Download Webinar ZHAW CO₂-Studie «Der Vermeidungskostenansatz».

Wie schafft man eine vollständige Dekarbonisierung des Wärmesektors in der Schweiz? Um den Weg dorthin aufzuzeigen, haben die Beratungsfirmen TEP Energy Solutions und Ecoplan, im Auftrag der Wärmeinitiative Schweiz, eine umfassende wissenschaftliche Grundlage erarbeitet. Die Resultate liegen nun vor. Eine CO₂-neutrale und erneuerbare Wärmeversorgung des gesamten Gebäudesektors in der Schweiz (Haushalte, Dienstleistungen und Industrie) ist bis 2050 möglich. Dazu müssen wir das gesamte verfügbare Potenzial an erneuerbaren Energieträgern vollständig nutzen und die richtigen Rahmenbedingungen für den Ausbau der erneuerbaren Wärme schaffen.
Weitere Informationen

  • Neu können sich alle, auch öffentlich-rechtliche Unternehmen einschliesslich kleiner Firmen, von der CO2-Abgabe befreien lassen. So erhalten Firmen einen Anreiz, Klimaschutzmassnahmen innerhalb ihres Betriebes tatsächlich umzusetzen. In einem bewährten Prozess identifizieren und vereinbaren lizenzierte Beratungsunternehmen Act und EnAW wirtschaftliche Reduktionspotenziale. Es bestehen bereits viele Möglichkeiten, einen Betrieb CO2-neutral zu gestalten.
    Wird ein CO2-freies Heizsystem gewählt, entfallen bei vielen Firmen die CO2-Abgaben automatisch.
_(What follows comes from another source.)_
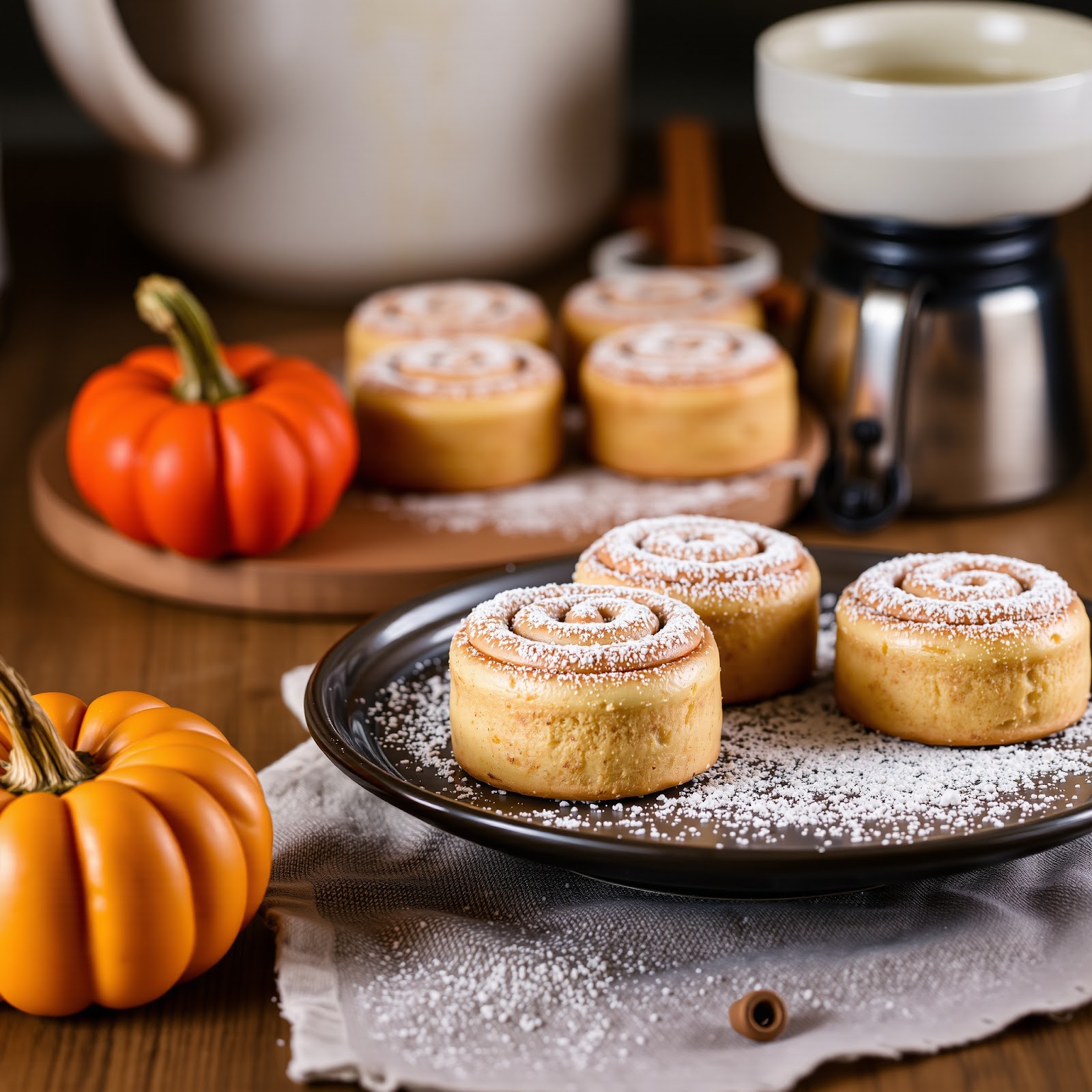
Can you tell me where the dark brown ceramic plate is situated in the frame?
[306,547,1092,899]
Auch bei der Fahrzeugflotte stehen immer mehr preislich attraktive CO2-freie Alternativen zur Verfügung.
  • Unterstützung bei CO2-Reduktion: Neu soll auch die CO2-Reduktion in der Wertschöpfungskette von Schweizer Unternehmen oder beim Einsatz von Schweizer Technologie im Ausland finanziell unterstützt werden. Entwickeln Unternehmen neue Klimaschutzlösungen, stehen diesen künftig neben der heutigen Bürgschaft für kleinere Technologie-Projekte auch weitere Unterstützungsinstrumente zur Verfügung. Dadurch können grössere Risiken abgesichert oder der schwierige Übergang vom Prototyp zur Industrialisierung gemeistert werden.
  • Neue Absatzmärkte: Nicht nur das Bauhaupt- und -nebengewerbe profitiert von neuen Aufträgen: Auch Anbieter und Produzenten klimafreundlicher Alternativen finden neue Absatzmärkte. Da erneuerbare Energien dezentral produziert werden, stärkt das CO2– Gesetz auch Betriebe in Berg- und Randregionen.
  • Treibstoffpreiserhöhung: Neu dürfen die Treibstoffimporteure bis zu 12 Rp/l auf Benzin und Diesel aufschlagen anstelle der heutigen 5 Rp/l. Diese Geldern finanzieren Klimaschutzprojekte, die wiederum der Wirtschaft und Landwirtschaft zu Gute kommen. Für die Fahrzeugnutzer*innen wiegt die Halbierung der Treibstoffkosten durch effizientere Fahrzeuge und Elektrofahrzeuge viel stärker als die geplante Treibstofferhöhung um rund 5%.
  • Rückverteilung CO2-Abgabe: Entscheidet sich eine Firma, sich nicht von der CO2-Abgabe zu befreien, so profitiert diese davon, dass ein Teil der CO2-Abgabe und Flugticketabgabe rückverteilt werden; der AHV-Beitrag der Arbeitgeber wird vergünstigt.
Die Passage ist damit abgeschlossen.